La controvertida práctica de la recolección de esperma de orcas en Marineland
La reciente polémica en torno a Marineland, situado en Antibes, ha capturado la atención de los medios y del público, aunque no de la manera que sus responsables desearían. En un video viral publicado por la ONG TideBreakers, se observa a los cuidadores del parque estimulando sexualmente a la orca Keijo. Este video, filmado con un dron, ha generado una fuerte reacción en redes sociales, siendo visto por más de un millón de personas.
La asociación TideBreakers ha denunciado que este acto es un intento de recolectar semilla del cetáceo con la intención de venderla a otros parques que podrían realizar reproducción artificial. En un comunicado, la organización declaró que lo que se observa en el video es una estimulación sexual deliberada para extraer esperma, enfatizando el uso ético y moral de los animales en cautiverio.
¿Por qué recolectar esperma de una orca?
La recolección de esperma de orca no es un acto nuevo, pero la cuestión ética que lo rodea lo hace controversial.
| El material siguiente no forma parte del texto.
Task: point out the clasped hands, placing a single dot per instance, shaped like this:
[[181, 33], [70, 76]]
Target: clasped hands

Según Muriel Arnal, presidenta de la organización de protección animal One Voice, “el esperma de una orca vale oro“. Arnal afirmó que muchos parques dependen de la reproducción de los cetáceos en cautiverio para sostener su negocio. En este caso específico, el esperma de Keijo podría estar destinado a Japón, donde la población de orcas está en peligro crítico.
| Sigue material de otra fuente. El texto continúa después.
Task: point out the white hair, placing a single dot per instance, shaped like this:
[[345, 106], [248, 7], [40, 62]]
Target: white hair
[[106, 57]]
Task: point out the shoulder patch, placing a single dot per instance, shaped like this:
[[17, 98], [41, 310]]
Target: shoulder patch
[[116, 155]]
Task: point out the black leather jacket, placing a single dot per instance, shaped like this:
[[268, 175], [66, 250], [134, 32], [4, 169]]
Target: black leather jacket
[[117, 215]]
Es alarmante saber que, según los informes, solo quedan seis hembras en Japón y el último macho está muerto. Esta preocupante situación aumenta la presión sobre los parques, que a menudo ven en la extracción de esperma una manera de mantener su negocio a flote.
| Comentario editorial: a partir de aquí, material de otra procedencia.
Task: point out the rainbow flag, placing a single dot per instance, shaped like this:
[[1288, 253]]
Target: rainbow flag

La respuesta de Marineland y la crítica de las ONGs
Marineland ha ofrecido una versión de los hechos que contradice las acusaciones de organizaciones como TideBreakers y One Voice. En declaraciones compartidas a medios, la dirección del parque explicó que Keijo se encuentra en la adolescencia y que la estimulación está dirigida a prevenir la consanguinidad y posibles conflictos entre los animales.
La dirección del parque justificó que este procedimiento es “natural” y “totalmente indoloro” para los animales, aunque muchos expertos y defensores de los derechos animales no están de acuerdo con esta afirmación. Las acusaciones de que el parque simplemente quiere lucrar con la venta de esperma son persistentes.
La posición del gobierno y las implicaciones legales
La situación se complica aún más con la postura del gobierno francés. La ministra de Biodiversidad, Agnès Pannier-Runacher, se ha manifestado en contra del traslado de orcas a otros parques similares, abogando por su envío a un santuario donde pudieran vivir en semi-libertad. Sin embargo, la falta de instalaciones adecuadas ha hecho que este plan no sea viable en este momento.
La recolección de esperma de orcas también enfrenta un obstáculo legal; actualmente, su venta está prohibida en Francia. Según la defensa de Marineland, cualquier transferencia internacional de esperma requeriría una autorización estatal.
El futuro de los cetáceos en cautiverio
La controversia en Marineland resalta el debate mucho más amplio sobre si los cetáceos deberían estar en cautiverio en absoluto. La presión pública y el activismo de grupos de derechos de los animales han llevado a cuestionar la ética de mantener animales salvajes en condiciones de cautividad.
A medida que crece el conocimiento sobre la inteligencia y las necesidades emocionales de las orcas, es probable que la presión sobre los parques y acuarios aumente. Las investigaciones han mostrado que estos animales posean comportamientos sociales complejos y una capacidad cognitiva comparable a la de algunos primates.
Conclusión
La situación en Marineland es un reflejo de las tensiones entre la conservación, el bienestar animal y el entretenimiento. Las acciones que involucran a cetáceos como Keijo ponen de relieve la necesidad urgente de reformar el tratamiento de los animales en cautiverio y de considerar alternativas más éticas y sostenibles que respeten la vida natural de estos magníficos seres. La sociedad debe cuestionarse: ¿es el entretenimiento suficiente motivo para sacrificar el bienestar de seres tan inteligentes y sensibles?